Considere que quando “Her” foi inaugurado em 2013, o Siri da Apple tinha apenas dois anos e o Alexa e o Google Assistant da Amazon ainda nem haviam chegado. Mas em breve, os principais pontos de contacto do público com a IA viriam através de assistentes de voz imperfeitos e chatbots de atendimento ao cliente que não podiam fazer muito, irritavam facilmente e produziam mais comédia involuntária, ou frustração, do que boa vontade do cliente.
Por uma questão de experiência direta, os consumidores procurariam formas de evitar os bots em vez de envolvê-los. Então a OpenAI revelou discretamente o ChatGPT em outubro e permitiu que o público o experimentasse gratuitamente. Assim que a notícia se espalhou, a tecnologia se tornou um sucesso viral.
A diferença entre este e os bots anteriores é uma mudança geracional, especialmente com IA generativa, uma versão da tecnologia capaz de impressionante fluência linguística, ampla compreensão e capacidade criativa para gerar arte, música e obras escritas. Desenvolvidos com grandes modelos de aprendizagem, que bombeiam grandes volumes de dados para impulsionar o treinamento e eliminar as arestas, bots como o ChatGPT parecem diminuir substancialmente a lacuna entre o esforço da máquina e o esforço humano.
Embora pareça que esse tipo de avanço demorou muito para acontecer, não poderia ter acontecido em nenhum outro momento.
Avanços na modelagem, melhor hardware e capacidade de processamento mais poderosa, juntamente com a disponibilidade de conjuntos de dados gigantescos e de alta qualidade, uniram-se para elevar e acelerar o que é possível. Eles não são perfeitos – como tecnologias emergentes, esta nova classe de bot pode tirar conclusões estranhas ou errôneas, ficar perplexo ou cometer gafes. Mas em comparação com as gerações anteriores, a diferença é tão gritante quanto uma Ferrari 2040 ao lado de um Kia 2001 usado.
É tentador pensar nisso como mais uma moda tecnológica, mas os especialistas têm sido claros: a IA veio para ficar e as empresas que não aderirem agora correm o risco de ficar para trás. Analistas, cientistas, líderes empresariais, autoridades eleitas e muitos outros esperam que não haverá praticamente nenhum aspecto da vida moderna que esta tecnologia não aborde, desde cuidados de saúde, produtos farmacêuticos, indústria, agricultura, compras, relações pessoais, produtividade no local de trabalho e muito mais. . Esta é uma tecnologia transformadora, dizem eles, e está pronta para impulsionar uma mudança tectónica equivalente à Revolução Industrial.

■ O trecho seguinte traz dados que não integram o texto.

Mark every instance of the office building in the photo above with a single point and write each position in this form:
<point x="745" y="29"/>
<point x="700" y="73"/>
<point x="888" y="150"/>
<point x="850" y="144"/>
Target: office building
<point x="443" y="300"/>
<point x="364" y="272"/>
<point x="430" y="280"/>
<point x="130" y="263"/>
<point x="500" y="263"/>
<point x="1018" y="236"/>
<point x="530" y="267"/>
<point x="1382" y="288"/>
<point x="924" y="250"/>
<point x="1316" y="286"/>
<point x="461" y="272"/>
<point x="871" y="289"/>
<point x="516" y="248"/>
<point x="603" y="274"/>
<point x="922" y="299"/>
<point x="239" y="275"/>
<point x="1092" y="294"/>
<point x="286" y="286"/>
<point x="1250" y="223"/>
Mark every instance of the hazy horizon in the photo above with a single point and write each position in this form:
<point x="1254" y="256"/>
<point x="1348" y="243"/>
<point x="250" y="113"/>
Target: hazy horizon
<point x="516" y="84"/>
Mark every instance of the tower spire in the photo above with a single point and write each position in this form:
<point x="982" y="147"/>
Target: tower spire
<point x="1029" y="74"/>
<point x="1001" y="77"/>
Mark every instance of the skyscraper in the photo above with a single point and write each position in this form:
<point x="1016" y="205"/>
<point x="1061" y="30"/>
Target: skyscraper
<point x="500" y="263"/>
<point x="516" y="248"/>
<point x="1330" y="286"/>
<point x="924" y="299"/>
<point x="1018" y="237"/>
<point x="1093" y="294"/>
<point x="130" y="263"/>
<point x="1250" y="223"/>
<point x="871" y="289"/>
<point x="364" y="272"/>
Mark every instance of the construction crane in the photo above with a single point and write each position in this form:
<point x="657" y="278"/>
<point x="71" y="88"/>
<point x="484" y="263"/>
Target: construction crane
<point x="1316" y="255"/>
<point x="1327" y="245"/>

Mas é precisamente por isso que os críticos estão a dar o alarme. A tecnologia tornou-se tão avançada, tão rapidamente, que há poucas, ou nenhuma, barreiras de proteção em vigor. Isso é assustador, considerando que a IA está pronta para ir a qualquer lugar. Se houver preconceito nos dados de treinamento — ou nas pessoas que fornecem reforço humano, uma parte necessária do processo de desenvolvimento — se os dados privados e os direitos de propriedade não forem protegidos, se as ferramentas forem distribuídas gratuitamente sem verificação, corrigir isso mais tarde poderia ser quase impossível.
Os perigos já estão à vista. Veja as falsificações profundas, por exemplo. Essas fotos, vídeos e áudio criados por IA podem imitar digitalmente a imagem ou a voz de uma pessoa real com maior realismo. Uma coisa é ficar maravilhado com o Papa vestindo Balenciaga, o eu mais jovem de Robert Downey Jr. em um comercial ou as vozes de IA de Drake e The Weeknd em uma música viral. Outra é perceber como é fácil clonar digitalmente um político para alimentar a desinformação ou a violência. Converse com uma ferramenta geradora de imagens como Midjourney ou DALL-E da OpenAI, e ela produzirá imagens de aparência realista de praticamente qualquer coisa - como as fotos falsas de Donald Trump e Vladimir Putin, que se tornaram virais em março. Essas ferramentas estão disponíveis publicamente para qualquer pessoa, inclusive criminosos.